Lesson 5: Challenges with Knowledge Graph-Based Retrievers
Although knowledge graph-based retrievers excel at preserving text context, they face significant scalability challenges with large document bases. For instance, with just 500 HTML pages, the schema for the underlying Neo4J database surpassed the context length that GPT-4 Turbo could handle. This limitation renders knowledge graphs impractical for large-scale document retrieval.
Recommendation
We recommend exploring alternative solutions, which can effectively handle large-scale document retrieval while maintaining context integrity. This approach will ensure more efficient and scalable information retrieval systems.

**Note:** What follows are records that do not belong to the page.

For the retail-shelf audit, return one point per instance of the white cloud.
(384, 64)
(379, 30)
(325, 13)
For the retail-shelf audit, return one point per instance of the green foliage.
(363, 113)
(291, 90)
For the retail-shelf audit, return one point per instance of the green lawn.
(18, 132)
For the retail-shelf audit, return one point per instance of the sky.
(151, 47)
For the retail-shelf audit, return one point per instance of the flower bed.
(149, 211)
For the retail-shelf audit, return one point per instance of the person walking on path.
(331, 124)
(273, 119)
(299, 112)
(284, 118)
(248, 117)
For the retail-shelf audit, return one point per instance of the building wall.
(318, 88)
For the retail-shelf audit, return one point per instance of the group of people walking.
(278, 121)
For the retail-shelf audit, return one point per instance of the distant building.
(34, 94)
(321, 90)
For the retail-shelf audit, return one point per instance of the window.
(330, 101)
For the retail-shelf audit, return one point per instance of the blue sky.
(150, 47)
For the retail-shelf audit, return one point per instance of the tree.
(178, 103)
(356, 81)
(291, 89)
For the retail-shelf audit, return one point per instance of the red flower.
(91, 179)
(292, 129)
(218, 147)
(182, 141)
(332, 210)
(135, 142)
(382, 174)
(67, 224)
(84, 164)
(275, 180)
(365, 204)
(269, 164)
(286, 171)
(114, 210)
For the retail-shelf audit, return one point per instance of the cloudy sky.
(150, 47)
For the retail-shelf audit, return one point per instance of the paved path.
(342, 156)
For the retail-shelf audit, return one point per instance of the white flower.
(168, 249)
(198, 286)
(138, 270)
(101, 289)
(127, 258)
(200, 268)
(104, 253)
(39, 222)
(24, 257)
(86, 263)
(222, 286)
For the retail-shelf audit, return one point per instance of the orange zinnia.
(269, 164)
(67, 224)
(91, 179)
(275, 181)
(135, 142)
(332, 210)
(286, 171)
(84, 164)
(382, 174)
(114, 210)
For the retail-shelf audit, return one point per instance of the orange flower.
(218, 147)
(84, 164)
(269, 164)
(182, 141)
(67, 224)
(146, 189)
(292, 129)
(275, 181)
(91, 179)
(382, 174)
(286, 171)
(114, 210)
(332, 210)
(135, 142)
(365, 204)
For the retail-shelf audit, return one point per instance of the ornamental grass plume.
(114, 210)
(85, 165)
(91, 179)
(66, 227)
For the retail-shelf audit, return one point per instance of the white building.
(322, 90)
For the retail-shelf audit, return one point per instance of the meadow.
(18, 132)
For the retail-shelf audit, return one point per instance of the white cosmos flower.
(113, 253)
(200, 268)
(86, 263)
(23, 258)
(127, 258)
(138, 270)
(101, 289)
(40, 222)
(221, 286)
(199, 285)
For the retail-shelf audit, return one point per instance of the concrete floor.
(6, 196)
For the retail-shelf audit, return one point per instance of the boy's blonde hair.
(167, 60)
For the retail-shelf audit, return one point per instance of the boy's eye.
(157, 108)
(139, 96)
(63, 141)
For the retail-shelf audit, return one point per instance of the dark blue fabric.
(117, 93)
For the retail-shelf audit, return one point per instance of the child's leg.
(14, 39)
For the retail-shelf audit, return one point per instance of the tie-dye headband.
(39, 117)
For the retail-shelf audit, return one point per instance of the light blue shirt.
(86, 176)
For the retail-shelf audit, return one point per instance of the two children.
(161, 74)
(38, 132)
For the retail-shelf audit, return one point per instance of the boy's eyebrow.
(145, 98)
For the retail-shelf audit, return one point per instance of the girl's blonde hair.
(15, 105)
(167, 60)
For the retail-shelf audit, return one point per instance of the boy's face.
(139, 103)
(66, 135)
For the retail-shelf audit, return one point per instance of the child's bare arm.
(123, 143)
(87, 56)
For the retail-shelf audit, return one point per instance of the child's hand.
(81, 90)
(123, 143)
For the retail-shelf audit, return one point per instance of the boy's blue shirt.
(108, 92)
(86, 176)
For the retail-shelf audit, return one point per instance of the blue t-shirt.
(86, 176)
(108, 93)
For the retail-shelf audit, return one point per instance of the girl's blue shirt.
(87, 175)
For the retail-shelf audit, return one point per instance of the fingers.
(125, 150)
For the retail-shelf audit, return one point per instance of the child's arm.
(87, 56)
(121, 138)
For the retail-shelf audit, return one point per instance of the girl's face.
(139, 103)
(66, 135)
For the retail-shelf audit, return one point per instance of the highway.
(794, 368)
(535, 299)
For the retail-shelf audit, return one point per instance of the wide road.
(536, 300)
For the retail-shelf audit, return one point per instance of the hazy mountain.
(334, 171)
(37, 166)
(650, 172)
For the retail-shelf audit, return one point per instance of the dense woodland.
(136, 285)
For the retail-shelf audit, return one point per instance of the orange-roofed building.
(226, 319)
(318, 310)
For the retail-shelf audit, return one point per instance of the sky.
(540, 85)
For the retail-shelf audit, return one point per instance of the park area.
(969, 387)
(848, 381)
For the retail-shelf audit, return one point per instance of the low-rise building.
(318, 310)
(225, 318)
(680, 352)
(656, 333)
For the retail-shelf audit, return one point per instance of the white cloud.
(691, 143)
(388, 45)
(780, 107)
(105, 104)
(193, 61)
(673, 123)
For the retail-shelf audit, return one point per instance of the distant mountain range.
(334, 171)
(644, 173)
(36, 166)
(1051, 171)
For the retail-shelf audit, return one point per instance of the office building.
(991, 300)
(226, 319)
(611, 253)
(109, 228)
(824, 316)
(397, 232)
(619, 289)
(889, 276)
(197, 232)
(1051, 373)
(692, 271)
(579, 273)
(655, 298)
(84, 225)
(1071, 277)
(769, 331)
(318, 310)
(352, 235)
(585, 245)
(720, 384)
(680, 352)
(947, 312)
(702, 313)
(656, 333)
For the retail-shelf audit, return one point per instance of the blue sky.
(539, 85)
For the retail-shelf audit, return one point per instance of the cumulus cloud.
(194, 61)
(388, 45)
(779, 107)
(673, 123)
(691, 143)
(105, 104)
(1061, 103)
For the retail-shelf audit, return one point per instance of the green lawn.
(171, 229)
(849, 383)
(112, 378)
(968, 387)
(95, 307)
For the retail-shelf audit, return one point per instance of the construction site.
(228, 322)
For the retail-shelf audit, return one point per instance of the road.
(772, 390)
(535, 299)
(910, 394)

Lesson 6: Sensitivity to Noise and Irrelevant Information
Our data scientists have identified a critical limitation in GenAI models: they are not particularly resilient to noise and struggle with excessive irrelevant information. For instance, when analysing customer feedback, the models often got overwhelmed by unrelated comments. In the RAG system, when provided with procedures for the same operation across different user groups or systems, the models often mix up steps, omit crucial steps, or reference unstated steps. This indicates that GenAI models can become overwhelmed by unrelated content.
Recommendation
Despite these challenges, GenAI models perform adequately when instructed to rewrite content, such as rephrasing policy documents or generating summaries of meeting notes. Therefore, we recommend leveraging GenAI for these specific tasks to maximise their effectiveness while minimising risks.
Lesson 7: Variability in LLM Capabilities
Our data scientists observed significant variability in the capabilities of different LLMs. Parameters such as temperature, top_p, and top_k yielded markedly different outcomes, even when set to identical values. This variability necessitated extensive experimentation by our team to identify the optimal settings for specific use cases.
Recommendation
To maximise the effectiveness of LLMs, it is crucial to invest in thorough experimentation and fine-tuning of model parameters. This approach will enable us to achieve optimal performance tailored to our unique requirements.
Lesson 8: Summarisation Limitations
When summarising large volumes of text, the GenAI models often select random segments to produce coherent but not always accurate summaries. This issue was particularly pronounced with lengthy procedural documents, where critical details were frequently missed. To address this limitation, we implemented additional layers of human review to ensure the accuracy and completeness of the summaries. This step was essential to maintain the integrity of the information provided.
Recommendation
To enhance the reliability of GenAI-generated summaries, we recommend continuing the practice of human oversight, especially for critical documents. This approach will ensure that all essential details are accurately captured and conveyed.
Concluding Remarks
Our journey with GenAI over the past two years has been both enlightening and transformative. While we have successfully leveraged GenAI to enhance customer service, streamline internal processes, and gain a competitive edge, we have also encountered significant challenges that underscore the need for a balanced approach.
To fully harness the potential of GenAI while mitigating its risks, we must continue to treat it with the same caution and rigour as any other AI technology. By focusing on targeted applications, investing in continuous refinement, and maintaining robust oversight, we can leverage GenAI to drive innovation and operational excellence.